9:55 am Armağan Öztürk, Siyaset

Seçimlere Doğru Siyasi İstikrar

Türk siyasetinde hep bir merkez sağ ve merkez sol parti oldu. Merkez sağ genelde yüzde 40, bazen ise yüzde 50 sınırını geçti. Merkez sol ise yüzde 30’un üstünde oy aldı. Ecevitli yıllarda olduğu üzere yüzde 40’ı zorlayıp geçtiği de oldu. 90’lı yıllar iki büyük parti hegemonyasının paramparça olduğu istisna bir dönem olarak tarihe geçti. Yüzde 25 oyla içinden cumhurbaşkanı ve başbakan çıkaran partiler 90’lara damgasını vurdu. AKP’nin hakim parti pozisyonu ile göreli bir istikrar kazansa da 90’lara dönüş trendi tekrar siyasi hayatı etkilemeye başladı. Geçen milletvekili seçimlerinde gördüğümüz ve bu yerel seçimlerde yeniden deneyimleyeceğimiz üzere merkez sol parti yüzde 20-25 aralığına sıkışmış durumda. AK Parti’nin toplumsal karşılığı ise yüzde 30’un biraz üzerinde tutunuyor.

Bu noktada rahatlıkla denilebilir ki Türk siyasetinde istikrar çıpası artık partiler ve meclis çoğunluğu değil.

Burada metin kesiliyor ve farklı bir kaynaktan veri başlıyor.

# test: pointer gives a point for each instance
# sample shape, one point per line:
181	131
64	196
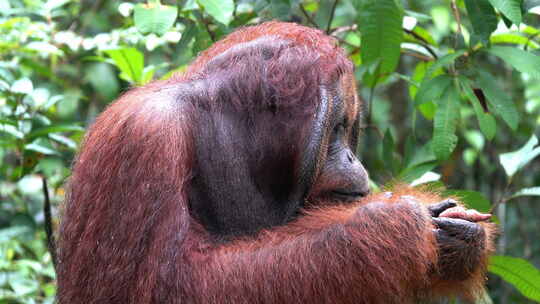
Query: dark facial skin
342	178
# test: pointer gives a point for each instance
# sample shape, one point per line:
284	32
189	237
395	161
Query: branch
51	244
424	43
332	12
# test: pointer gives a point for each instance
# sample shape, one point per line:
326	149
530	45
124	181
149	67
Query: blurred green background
452	94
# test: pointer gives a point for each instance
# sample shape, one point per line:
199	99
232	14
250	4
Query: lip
347	195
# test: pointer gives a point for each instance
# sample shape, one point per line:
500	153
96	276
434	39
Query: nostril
350	156
365	192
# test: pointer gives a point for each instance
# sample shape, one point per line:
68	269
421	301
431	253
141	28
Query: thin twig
503	197
419	56
332	12
51	244
308	17
341	29
458	20
424	44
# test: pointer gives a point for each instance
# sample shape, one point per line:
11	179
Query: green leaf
509	8
129	61
38	147
518	272
221	10
388	150
513	161
445	123
533	191
502	104
432	89
380	23
154	18
445	60
22	86
509	38
471	199
427	177
55	129
483	18
487	123
521	60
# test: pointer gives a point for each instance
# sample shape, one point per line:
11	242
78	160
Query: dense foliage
452	93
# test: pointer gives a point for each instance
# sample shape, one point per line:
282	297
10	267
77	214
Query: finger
462	213
437	209
449	223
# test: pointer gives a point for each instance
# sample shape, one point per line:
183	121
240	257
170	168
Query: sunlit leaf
518	272
500	101
130	62
483	18
22	86
380	23
154	18
445	123
221	10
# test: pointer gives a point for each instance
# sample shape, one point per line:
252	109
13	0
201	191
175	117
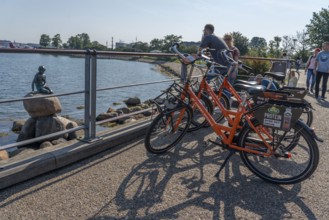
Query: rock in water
42	106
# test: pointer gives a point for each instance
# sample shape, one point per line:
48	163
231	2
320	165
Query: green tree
241	42
57	41
141	46
258	43
44	40
277	41
318	29
168	41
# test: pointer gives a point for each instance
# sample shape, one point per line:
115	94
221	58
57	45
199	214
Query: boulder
18	125
132	101
4	155
42	106
28	130
104	116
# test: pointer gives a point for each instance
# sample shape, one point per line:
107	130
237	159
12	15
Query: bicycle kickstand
232	151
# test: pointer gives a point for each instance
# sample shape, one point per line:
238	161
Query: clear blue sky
126	20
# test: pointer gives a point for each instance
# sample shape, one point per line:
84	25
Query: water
66	74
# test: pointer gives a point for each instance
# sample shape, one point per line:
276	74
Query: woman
309	70
228	38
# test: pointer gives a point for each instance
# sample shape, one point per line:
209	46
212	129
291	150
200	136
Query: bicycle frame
220	129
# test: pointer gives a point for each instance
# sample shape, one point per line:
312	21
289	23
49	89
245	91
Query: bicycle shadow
173	185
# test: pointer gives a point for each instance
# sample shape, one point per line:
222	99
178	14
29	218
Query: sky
25	21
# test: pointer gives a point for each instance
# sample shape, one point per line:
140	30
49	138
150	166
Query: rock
4	155
49	125
58	141
123	120
46	144
123	110
136	108
43	106
104	116
28	130
75	134
132	101
18	125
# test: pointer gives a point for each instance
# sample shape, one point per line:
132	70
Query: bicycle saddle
279	76
252	83
251	89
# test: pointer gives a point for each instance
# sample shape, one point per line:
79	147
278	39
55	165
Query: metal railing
89	91
90	88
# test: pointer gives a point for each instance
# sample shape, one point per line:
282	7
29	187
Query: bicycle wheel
167	129
278	168
307	117
198	120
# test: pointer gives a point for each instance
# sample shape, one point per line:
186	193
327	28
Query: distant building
191	43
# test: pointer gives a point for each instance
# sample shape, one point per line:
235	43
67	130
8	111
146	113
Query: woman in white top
309	70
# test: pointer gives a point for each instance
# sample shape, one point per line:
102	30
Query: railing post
87	96
93	85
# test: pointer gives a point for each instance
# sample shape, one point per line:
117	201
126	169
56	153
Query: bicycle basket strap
278	116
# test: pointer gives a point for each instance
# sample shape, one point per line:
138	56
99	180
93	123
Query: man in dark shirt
209	40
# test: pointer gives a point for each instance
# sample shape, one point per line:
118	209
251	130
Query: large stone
49	125
42	106
28	130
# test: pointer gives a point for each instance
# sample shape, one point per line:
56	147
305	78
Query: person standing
210	40
228	38
321	69
309	70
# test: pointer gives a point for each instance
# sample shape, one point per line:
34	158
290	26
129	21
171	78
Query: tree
44	40
258	44
57	41
277	41
156	44
318	29
241	42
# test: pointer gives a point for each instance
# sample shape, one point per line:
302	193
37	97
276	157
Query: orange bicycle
262	142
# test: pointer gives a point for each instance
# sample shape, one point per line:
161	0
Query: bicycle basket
295	91
282	116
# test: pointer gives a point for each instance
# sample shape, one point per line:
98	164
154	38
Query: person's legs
317	83
324	84
313	79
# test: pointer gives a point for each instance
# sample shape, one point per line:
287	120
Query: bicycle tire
198	120
162	125
281	170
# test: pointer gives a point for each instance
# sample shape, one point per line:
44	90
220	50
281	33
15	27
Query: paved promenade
128	183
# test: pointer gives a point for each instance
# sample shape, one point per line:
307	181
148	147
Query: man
40	81
209	40
321	69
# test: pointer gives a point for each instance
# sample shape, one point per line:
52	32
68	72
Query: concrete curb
48	160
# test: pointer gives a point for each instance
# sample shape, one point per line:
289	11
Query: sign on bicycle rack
278	116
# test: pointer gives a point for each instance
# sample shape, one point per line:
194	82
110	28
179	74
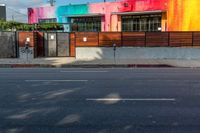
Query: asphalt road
152	100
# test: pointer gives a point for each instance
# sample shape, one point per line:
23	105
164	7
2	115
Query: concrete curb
85	66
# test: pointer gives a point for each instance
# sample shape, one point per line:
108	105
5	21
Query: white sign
28	39
52	37
85	39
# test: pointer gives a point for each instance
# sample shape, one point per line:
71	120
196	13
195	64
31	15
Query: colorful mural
183	15
180	13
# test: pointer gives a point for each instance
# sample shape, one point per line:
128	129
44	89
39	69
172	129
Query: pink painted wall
40	13
113	22
106	9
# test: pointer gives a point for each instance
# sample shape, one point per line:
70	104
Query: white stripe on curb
130	99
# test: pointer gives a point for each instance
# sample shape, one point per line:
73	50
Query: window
86	24
50	20
141	23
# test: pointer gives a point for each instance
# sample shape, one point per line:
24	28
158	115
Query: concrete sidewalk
72	62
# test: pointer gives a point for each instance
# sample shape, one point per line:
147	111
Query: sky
17	9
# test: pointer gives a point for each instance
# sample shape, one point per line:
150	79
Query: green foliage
11	25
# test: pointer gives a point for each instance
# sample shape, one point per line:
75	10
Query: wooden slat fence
138	39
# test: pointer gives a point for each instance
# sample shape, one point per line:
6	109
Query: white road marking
130	99
56	80
84	71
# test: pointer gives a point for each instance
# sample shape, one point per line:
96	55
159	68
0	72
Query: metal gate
8	45
56	44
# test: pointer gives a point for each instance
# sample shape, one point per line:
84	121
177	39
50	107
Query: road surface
143	100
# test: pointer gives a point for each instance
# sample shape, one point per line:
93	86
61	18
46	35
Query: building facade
123	15
3	11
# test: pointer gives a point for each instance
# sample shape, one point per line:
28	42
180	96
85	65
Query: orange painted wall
183	15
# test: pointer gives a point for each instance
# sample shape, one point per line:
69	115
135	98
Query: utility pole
52	2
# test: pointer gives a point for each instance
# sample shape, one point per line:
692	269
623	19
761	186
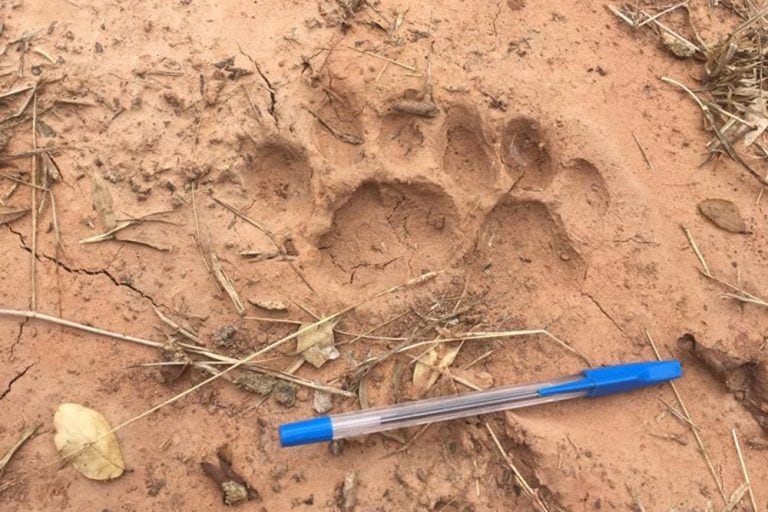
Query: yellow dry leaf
317	344
85	438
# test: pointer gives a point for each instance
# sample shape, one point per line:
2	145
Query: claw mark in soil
466	158
605	313
22	325
10	384
85	271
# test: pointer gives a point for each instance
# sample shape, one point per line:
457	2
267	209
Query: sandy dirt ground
525	186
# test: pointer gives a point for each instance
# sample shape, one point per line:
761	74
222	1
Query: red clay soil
527	188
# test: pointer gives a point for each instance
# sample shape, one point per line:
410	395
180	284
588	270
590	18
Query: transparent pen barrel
446	408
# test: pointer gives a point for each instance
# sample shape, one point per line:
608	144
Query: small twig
695	431
342	136
524	485
386	59
258	225
642	152
33	283
744	471
696	251
738	292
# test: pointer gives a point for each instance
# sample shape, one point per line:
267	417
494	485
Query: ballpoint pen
592	383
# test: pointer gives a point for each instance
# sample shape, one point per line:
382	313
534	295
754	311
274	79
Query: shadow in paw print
401	136
581	187
466	156
523	245
337	132
525	154
386	232
278	177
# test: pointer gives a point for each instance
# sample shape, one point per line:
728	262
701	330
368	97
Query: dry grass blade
695	431
226	283
532	495
145	243
258	225
178	328
23	438
386	59
736	497
732	93
109	235
14	92
342	136
35	181
737	292
8	215
744	471
642	152
239	363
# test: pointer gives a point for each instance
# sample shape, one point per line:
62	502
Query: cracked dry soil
526	188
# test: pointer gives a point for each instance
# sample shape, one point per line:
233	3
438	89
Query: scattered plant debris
746	379
85	438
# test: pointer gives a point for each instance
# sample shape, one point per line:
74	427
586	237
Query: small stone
676	46
349	492
234	493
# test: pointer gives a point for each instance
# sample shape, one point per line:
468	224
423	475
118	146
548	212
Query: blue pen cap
307	431
607	380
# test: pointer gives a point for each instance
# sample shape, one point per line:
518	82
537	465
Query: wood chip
226	283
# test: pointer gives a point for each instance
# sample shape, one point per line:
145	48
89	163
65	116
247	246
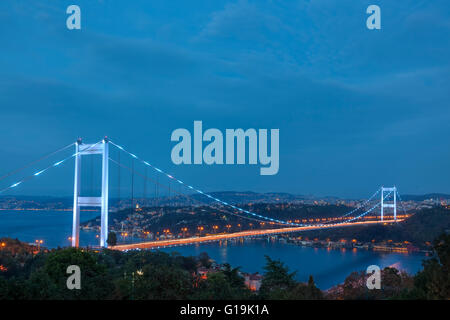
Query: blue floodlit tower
90	149
389	205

Cumhurbaşkanı seçimleri ve doğrudan doğruya Erdoğan’ın kendisi istikrarı sağlıyor. Kağıt üstünde bu argüman doğru. Sürekli olarak seçim kazanan bir liderin varlığı siyasi hayatı kararlılık içinde tutuyor. Ama Başkan Erdoğan aynı anda hem bürokrasi hem cumhurbaşkanı hem meclis hem de belediye olamıyor. Türkiye’nin tüm kriz kaynakları fark ederseniz bu alanlardan çıkmakta. Meclis’te kanun çıkarmak için MHP’ye muhtaç AK Parti. Bu zorunlu ihtiyaç MHP’yi devlet ve politik hayatta vesayet kurumu haline getiriyor. Bürokraside parlak ve liyakatli kadrolar bulmak giderek zorlaştı. Erdoğan kendi siyasi başarısına eş düzeyde bir bürokratik başarı istiyor. Ama rakamlar ortada. Ekonomi, eğitim ve sağlık başta olmak üzere belli başlı alanlarda yapısal sorunlar derinleşerek devam ediyor. Belediyeler ise ayrı bir mesele. Rejimin en büyük rakibi ülkenin en büyük kentinin belediye başkanı. Ayrıca Kürt hareketiyle kayyım gerginliği yaşanıyor. AK Parti ülkenin en büyük partisi hala. Ama İstanbul, Ankara ve İzmir’i alabilecek çapta aday çıkarmakta zorluk çekiyor. Ezcümle seçimlere doğru gözlemlediğimiz sağda AK Parti, solda ise CHP’nin merkez konumuna yönelik itirazın mayalandığı şeklinde.

Kentlere kuş bakışı baktığımızda manzara az çok ortaya çıkmakta: Kars’ta Ayhan Bilgen, Tunceli’de Hüseyin Aygün, Kırklareli’nde Serdar Türker, Yozgat, Elazığ ve Şanlıurfa’da Yeniden Refah, Samsun, Ordu, Edirne, Çanakkale, Erzurum ve Adana’da İyi Parti müesses nizamı zorluyor. Herkes AK Parti-CHP rekabetine odaklanmış durumda. Ama merkez partilerin daha da zayıfladığı, bağımsız adaylar, 3. Yol ve küçük partilerde büyük oy artışları gibi sonuçlarda karşımıza çıkan merkezkaç eğilimlerin siyasi hayatta daha baskın hale geldiğine tanıklık ediyoruz.

En başta ortaya koyduğumuz meseleye geri dönersek, merkezin ve merkez partilerin aşındığı bir siyasal iklimde sadece başkanın gücüne dayanarak siyasi istikrarı sağlamak gerçekten de mümkün mü? Bu sorunun muhtemel yanıtları geleceğimizi belirleyecek gibi.


*Yazılar, yazarlarının sorumluluğundadır, Fikirtepe‘nin kurumsal politikasını yansıtmayabilir.